Closed adamjstone closed 5 years ago
May or may not be related to:
I'm seeing these too. They happen frequently while deploys are happening, and off and on and other times. To fix them for the deployment, we need to switch to a zero-downtime deployment. To fix them the rest of the time, I wonder if we need to add server capacity. We started adding a fourth server but that got held up.
I wonder if migrating to Heroku and bumping up our concurrency would solve both problems.
I keep seeing these, even while deploys aren't running. I wonder if we should experiment with adding a single dyno on Heroku to see if more capacity solves the problem.
Using Cloudflare with Heroku requires a CNAME so it's not an option to add a fourth server to our existing round-robin DNS.
We could run an experiment for several hours, though. We could set Heroku to four dynos, and point Cloudflare to that, and see how the reliability compares.
To use Heroku as a long-term option, I think there are three problems we'd need to solve:
$DYNO
variable in the metrics.Now that the Heroku deploy issues are resolved, should we plan an experiment for one day next week, to see if adding more capacity resolves this issue?

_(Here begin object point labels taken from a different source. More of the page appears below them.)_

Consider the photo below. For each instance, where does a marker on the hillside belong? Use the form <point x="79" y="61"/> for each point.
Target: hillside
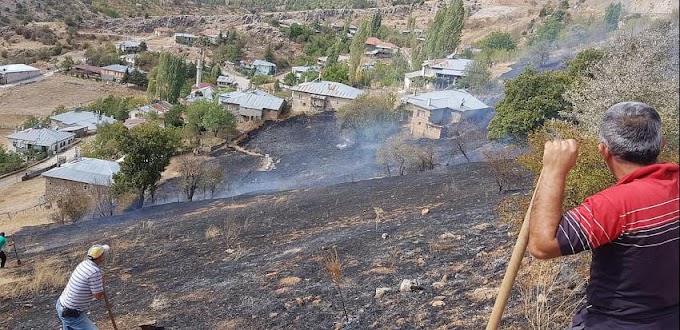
<point x="255" y="262"/>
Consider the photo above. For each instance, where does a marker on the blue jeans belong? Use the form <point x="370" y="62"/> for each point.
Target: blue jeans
<point x="82" y="322"/>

Now that the Heroku deploy issues are resolved, should we plan an experiment for one day next week, to see if adding more capacity resolves this issue?
I'm onboard with that. Do we know what our measurement and/or success criteria would be for such an experiment? Obviously we could do some eyeball comparisons but I think we'd ideally have some more quantifiable data to inform us.

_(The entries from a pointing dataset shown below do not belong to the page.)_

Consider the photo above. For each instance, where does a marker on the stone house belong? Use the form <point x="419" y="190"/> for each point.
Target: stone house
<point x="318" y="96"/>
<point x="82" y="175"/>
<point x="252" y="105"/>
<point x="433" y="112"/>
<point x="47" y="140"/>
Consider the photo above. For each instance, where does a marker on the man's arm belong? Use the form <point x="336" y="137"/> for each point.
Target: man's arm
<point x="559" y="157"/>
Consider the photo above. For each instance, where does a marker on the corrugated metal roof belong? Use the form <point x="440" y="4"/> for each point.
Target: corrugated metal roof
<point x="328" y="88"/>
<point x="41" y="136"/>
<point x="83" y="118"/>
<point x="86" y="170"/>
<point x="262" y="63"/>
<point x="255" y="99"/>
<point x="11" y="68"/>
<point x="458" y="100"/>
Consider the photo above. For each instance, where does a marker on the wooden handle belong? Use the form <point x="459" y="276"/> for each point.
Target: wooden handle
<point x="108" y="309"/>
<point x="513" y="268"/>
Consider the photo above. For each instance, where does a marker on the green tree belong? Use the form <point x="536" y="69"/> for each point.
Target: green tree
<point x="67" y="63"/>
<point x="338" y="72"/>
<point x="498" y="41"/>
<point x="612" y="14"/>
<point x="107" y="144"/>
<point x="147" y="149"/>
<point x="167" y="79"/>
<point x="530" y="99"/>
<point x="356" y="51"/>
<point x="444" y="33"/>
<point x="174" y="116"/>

I know some of these we won't realistically be able to capture for an experiment in the next couple days but I think some points of interest:
I also see those broken shields with 502 responses a lot.

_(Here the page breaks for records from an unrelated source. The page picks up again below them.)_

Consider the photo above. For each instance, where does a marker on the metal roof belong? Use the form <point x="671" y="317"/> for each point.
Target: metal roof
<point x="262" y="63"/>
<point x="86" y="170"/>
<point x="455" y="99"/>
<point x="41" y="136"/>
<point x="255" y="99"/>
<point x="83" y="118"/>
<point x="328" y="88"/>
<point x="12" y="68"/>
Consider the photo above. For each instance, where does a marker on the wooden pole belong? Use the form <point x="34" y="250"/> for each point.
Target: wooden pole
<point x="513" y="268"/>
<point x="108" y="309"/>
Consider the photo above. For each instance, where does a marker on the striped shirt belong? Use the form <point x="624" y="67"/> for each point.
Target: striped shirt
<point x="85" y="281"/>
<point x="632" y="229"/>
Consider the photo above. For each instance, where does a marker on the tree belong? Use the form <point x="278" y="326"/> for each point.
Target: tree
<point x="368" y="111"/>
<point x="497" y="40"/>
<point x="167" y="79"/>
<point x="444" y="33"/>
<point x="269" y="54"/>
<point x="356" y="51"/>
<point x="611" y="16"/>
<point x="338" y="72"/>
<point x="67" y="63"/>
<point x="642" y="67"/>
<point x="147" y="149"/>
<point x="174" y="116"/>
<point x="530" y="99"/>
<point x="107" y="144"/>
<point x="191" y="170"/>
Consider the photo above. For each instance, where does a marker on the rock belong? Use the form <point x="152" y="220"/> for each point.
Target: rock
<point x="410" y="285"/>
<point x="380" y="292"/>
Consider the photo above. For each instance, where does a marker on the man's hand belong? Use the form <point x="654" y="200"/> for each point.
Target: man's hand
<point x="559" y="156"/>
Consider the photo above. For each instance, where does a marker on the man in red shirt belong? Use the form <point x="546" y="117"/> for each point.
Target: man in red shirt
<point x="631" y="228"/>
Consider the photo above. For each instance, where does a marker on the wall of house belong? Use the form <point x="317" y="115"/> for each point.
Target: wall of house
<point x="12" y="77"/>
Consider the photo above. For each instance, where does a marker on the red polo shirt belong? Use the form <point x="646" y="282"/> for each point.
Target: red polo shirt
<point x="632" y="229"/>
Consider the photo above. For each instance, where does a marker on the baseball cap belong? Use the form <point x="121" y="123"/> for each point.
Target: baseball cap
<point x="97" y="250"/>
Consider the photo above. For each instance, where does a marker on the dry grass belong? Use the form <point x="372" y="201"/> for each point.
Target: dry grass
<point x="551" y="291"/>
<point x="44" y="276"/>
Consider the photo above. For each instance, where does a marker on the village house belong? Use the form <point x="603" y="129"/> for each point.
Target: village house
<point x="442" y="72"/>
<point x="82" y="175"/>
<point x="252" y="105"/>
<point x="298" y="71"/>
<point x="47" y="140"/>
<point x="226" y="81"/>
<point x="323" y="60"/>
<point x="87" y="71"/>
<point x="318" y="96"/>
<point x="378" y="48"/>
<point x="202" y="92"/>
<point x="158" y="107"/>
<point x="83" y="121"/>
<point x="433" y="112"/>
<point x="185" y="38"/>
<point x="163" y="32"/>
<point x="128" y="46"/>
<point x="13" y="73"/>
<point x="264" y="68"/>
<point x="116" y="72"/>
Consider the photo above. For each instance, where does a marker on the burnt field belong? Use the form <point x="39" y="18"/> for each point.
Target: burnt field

Avg. response times (some related discussion on this in Discord)
- A geo-distributed view of response times (see if experience is notably worse in certain parts of the world)
These seem the most important β wonder if there is a tool we could use for this!
We've got Nodeping and Uptime Robot βΒ maybe the data from Nodeping is sufficient for this?
I don't have a login for uptimerobot, but do we get more detailed stats than what's on https://status.shields.io/ from uptimerobot if we log in? Do we have response times, etc? Could we set up some additional checks to give us more stats for the purpose of this experiment?
We do also have some stats on grafana that could be useful to monitor: https://metrics.shields.io/d/g_1B7zhik/prom-client-default-metrics?orgId=1&refresh=10s https://metrics.shields.io/d/Bxu49QCmz/worldping-endpoint-summary?orgId=1&var-endpoint=img_shields_io&var-probe=All
Are the stats from nodeping exposed anywhere?
If you click one of the metrics you can get a response time graph: https://status.shields.io/779605524
Unfortunately we won't have Grafana stats for the trial, unless we tackle that first. Though maybe that would be a better way to get good comparisons.
Here are the public facing stats for NodePing:
https://nodeping.com/reports/status/PRPSX6LPW6 https://nodeping.com/reports/status/YBISBQB254
Ooph.
@RedSparr0w pointed out that the stats for NodePing are much different from Uptime Robot. I think the main reason is that NodePing is configured for a 4 second timeout, which means responses that take longer than that count as failures.
I saw this happening earlier today and opening the camo.githubusercontent.com
URL in the browser returned a plain text page that said that the upstream returned 429.
EDIT: I'm actually unsure that the requests returned 502, but I'm certain about the 429 thing
Hmm, interesting.
I agree we should have some quantifiable statistics, but I don't want to hold this off too much longer. Can we try to get the stats teed up for Friday? If not, maybe Tuesday or Wednesday? (Monday is a U.S. holiday.)
Can we try to get the stats teed up for Friday?
I can set aside some time over the next couple days to help work towards that. I'm π with trying something different, but I do think it's important to have clarity beforehand on how we will know whether the experiment was a success or failure.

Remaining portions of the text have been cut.